He doesn’t answer right away. His jaw is tense, almost like he’s bracing for what he knows is coming.
I wait, mug warming my hands, the silence stretching between us.
When he finally speaks, he’s careful. “The first time you scented us was our true markers. It was muted enough by blockers that you wouldn’t imprint, but there enough to smell. Later, we picked up a different kind of blocker. Those were engineered to match Ragon’s packs’ scent. Finn got them. The registry uses them sometimes to help traumatized omegas. He thought it might help you feel more at home with us, not… out of place.”
I stare at the trees. That makes sense. It hurts, a little, but it makes sense.
“It worked,” I say softly. “It was easier to be around you when you reminded me of what I was losing. Like I had another door to them.”
He nods. “That was the idea.”
“It was manipulation,” I say dryly. “You know that, right?”

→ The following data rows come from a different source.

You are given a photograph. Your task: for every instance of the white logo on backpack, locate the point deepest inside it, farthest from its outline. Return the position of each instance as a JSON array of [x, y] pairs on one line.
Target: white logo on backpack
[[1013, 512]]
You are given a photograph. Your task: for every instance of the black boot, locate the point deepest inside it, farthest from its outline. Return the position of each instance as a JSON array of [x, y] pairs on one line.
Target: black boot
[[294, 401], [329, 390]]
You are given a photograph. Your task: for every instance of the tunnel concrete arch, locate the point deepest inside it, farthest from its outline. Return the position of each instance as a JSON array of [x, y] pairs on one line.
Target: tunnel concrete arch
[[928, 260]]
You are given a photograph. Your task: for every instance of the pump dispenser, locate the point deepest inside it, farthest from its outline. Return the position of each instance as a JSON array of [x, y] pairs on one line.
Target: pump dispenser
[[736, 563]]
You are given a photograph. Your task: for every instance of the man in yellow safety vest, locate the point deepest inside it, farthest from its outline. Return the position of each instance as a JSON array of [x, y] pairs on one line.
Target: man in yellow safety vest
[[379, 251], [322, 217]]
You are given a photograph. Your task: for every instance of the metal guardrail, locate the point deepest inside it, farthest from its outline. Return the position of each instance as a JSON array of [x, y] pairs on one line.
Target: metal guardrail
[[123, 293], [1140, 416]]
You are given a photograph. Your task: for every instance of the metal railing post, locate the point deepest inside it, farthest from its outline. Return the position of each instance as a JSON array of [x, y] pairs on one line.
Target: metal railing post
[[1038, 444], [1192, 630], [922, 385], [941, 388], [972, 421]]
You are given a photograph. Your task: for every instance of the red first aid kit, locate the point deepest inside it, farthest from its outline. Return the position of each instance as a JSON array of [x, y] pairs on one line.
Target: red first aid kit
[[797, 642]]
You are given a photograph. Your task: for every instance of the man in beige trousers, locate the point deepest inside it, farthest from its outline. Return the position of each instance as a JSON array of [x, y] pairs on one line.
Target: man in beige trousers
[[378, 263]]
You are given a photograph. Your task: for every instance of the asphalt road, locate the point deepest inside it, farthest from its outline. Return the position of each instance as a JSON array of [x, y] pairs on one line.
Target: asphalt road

“I do, Vee. We all know that and we aren’t proud of it.” He sighs and leans forward. “But it wasn’t malicious. We saw how much pain you were underneath all the silence and we were willing to do anything to help. Anything to ease your suffering until we could get you out.”
I let it soak in, unsure how to feel. It’s hard to be angry at people who did bad things for good reasons. It’s also hardnotto be angry. But I’m tired of being mad and sad and confused. I just want peace.
"That's enough for now," I say finally.
"Yeah?"
"I'll ask more later. There's a limit to how much I can hold at once."
He nods. "That's smart."
We go quiet.
The bird calls again from somewhere in the trees. Farther away now, or maybe just moving. The coffee has gone lukewarm in my hands.
I pull the shirt collar up to my nose one more time. Hold the strange, layered scent there. Burnt wood. Ash. Deep and sharp and somehow exactly right.
Alex watches me do it. He doesn't comment.
Six inches lay between our hands on the chair arms.
Neither of us closes them.
Neither pulls away.
The woods stretch out ahead of us. Quiet and green and full of things I can't see yet.
I stay anyway.
Chapter 7
Jasper
Chase's office at the registry isn't much to look at.
It’s small but functional. There’s a desk buried under case files and bookshelves crammed with regulatory manuals and precedent documentation. A single window that looks out at the parking lot.
It's the kind of space that says this person does real work instead of pushing paper.
I've been here before. Too many times.
But today feels different.
Arden is already there when I walk in.